JPG is a great way to deal with full painted art, and, with a low level of compression the artifacts on lettering aren’t too noticable. BUT it DOES NOT remain 100% true to the image as created – by virtue of being a lossy compression format.

PNG – designed to overcome many of the limitations of GIF – the PNG format is a LOSSLESS format that allows millions of colours and adds lots of cool features for people building websites, but for our discussion only a couple of things are relevant:
1) Can compress comics relatively well – allowing for lots of colours while keeping the true to the original artwork.
2) File sizes are usually bigger than GIF for smaller images
3) Only the past few years has it been widely supported – many windows based PCs running old version of software can’t really see PNGs properly.

PNGs a good format, but, as it’s so (relatively) new, unless you need it’s advantages it’s probably easier to stick to GIF or JPG for emailing or putting on a website.

TIFF – Lossless format designed for print.
1) Tiff files can be physically massive while being tiny in memory.
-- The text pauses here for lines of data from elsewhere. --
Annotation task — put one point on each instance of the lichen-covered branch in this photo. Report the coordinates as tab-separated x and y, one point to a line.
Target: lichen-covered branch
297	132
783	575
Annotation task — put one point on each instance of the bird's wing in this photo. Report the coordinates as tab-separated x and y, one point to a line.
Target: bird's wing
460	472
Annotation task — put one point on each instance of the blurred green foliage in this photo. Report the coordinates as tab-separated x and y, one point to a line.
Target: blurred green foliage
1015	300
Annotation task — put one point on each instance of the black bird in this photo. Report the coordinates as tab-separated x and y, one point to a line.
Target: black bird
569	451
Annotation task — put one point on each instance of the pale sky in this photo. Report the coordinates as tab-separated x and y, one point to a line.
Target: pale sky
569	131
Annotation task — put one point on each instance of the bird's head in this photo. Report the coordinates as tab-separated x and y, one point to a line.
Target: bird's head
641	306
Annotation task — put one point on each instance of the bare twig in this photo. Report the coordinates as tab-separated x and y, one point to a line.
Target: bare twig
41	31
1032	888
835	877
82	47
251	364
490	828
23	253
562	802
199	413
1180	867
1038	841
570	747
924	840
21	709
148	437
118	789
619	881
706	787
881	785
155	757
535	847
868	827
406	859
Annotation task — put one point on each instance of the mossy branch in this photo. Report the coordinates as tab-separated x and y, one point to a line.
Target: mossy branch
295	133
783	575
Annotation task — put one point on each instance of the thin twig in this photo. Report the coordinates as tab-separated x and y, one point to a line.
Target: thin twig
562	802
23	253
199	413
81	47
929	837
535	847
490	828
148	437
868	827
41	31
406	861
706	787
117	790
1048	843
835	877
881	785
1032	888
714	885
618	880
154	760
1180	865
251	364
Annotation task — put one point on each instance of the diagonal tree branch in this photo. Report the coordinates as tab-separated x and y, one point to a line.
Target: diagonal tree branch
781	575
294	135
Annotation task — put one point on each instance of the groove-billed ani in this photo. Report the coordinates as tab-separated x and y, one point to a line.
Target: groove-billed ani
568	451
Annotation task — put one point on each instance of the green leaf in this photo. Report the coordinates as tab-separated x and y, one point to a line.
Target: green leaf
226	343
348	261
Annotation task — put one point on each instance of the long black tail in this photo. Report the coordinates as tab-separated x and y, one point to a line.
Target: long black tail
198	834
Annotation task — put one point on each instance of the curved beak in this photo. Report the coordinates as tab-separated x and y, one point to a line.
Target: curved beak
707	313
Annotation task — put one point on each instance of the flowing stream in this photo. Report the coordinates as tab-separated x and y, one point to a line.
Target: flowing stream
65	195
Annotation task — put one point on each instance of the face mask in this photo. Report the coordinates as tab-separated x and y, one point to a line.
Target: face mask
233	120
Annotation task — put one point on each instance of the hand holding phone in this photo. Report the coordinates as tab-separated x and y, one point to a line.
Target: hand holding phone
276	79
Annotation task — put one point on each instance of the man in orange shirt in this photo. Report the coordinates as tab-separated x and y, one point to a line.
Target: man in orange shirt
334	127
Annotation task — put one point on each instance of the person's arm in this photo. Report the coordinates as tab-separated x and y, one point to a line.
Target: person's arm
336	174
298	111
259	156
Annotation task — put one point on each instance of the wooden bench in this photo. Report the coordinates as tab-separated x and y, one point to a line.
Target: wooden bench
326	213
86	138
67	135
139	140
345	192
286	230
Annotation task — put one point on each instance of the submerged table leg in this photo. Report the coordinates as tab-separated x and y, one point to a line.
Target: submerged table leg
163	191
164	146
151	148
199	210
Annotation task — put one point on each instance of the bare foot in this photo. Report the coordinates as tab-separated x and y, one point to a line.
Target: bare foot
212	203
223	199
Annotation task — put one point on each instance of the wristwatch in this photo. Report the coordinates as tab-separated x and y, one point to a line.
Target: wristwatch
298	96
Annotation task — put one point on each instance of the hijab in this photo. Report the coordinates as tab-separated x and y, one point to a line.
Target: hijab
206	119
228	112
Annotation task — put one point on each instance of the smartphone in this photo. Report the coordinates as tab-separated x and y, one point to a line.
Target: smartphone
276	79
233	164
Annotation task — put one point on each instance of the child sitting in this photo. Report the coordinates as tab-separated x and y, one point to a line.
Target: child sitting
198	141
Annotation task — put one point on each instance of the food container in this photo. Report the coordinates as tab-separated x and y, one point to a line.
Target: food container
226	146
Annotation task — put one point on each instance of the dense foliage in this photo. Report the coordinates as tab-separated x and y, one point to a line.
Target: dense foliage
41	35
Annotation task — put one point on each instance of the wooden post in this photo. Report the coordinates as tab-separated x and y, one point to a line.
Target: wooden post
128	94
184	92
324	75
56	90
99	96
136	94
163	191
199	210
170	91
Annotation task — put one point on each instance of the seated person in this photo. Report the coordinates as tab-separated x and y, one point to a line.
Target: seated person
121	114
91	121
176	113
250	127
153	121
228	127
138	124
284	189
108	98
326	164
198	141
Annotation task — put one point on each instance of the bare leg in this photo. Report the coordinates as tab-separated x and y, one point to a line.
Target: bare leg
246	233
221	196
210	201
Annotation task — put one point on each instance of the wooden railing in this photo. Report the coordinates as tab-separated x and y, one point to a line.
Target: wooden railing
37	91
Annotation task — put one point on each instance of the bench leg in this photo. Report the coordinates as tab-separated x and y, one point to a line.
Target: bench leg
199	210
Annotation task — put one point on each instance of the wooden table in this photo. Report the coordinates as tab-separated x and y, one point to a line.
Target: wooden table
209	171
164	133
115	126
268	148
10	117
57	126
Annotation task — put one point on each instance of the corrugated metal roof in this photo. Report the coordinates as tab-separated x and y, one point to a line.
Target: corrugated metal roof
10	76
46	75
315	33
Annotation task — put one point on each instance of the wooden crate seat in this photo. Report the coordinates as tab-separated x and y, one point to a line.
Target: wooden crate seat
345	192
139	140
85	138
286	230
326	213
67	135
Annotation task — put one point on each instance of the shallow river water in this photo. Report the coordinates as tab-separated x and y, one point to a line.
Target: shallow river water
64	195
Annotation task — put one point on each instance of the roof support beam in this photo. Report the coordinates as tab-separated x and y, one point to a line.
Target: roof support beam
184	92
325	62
Even an A3 pure B&W image can compress down to as little as 300kb.2) Pretty much the lingua franca of comic pros sending art for publishing.
3) Can also hold colour and layers – though, once you start doing that, files get big pretty damn quick.

TIFF – if you’re publishing your work, you’ll find yourself using TIFF – photoshop (for example) offers multiple ways to compress TIFF files, but, afaik, most people go for the standard LZW compression.

PSD Uncompressed file format, used by Photoshop.
1) Files are MASSIVE
2) It’s photoshop’s default format

Well, that’s it. If you use PHOTOSHOP you’ll use PSD. If you don’t – well, PSD files are so universal most publishers will have something that can read them, but you’re better off sticking to TIFF for this.

So, to sum up:

If you’re putting a b&w or cartoony comic on the web: use GIF (or PNG if you don’t mind internet explorer 5 users missing out) if you’re putting a fully painted/full colour comic on the web use JPG.

If you’re sending files to a publisher use TIFF.

Hope that helps, if you find anything in error, please feel free to let me know in the comments and I’ll update.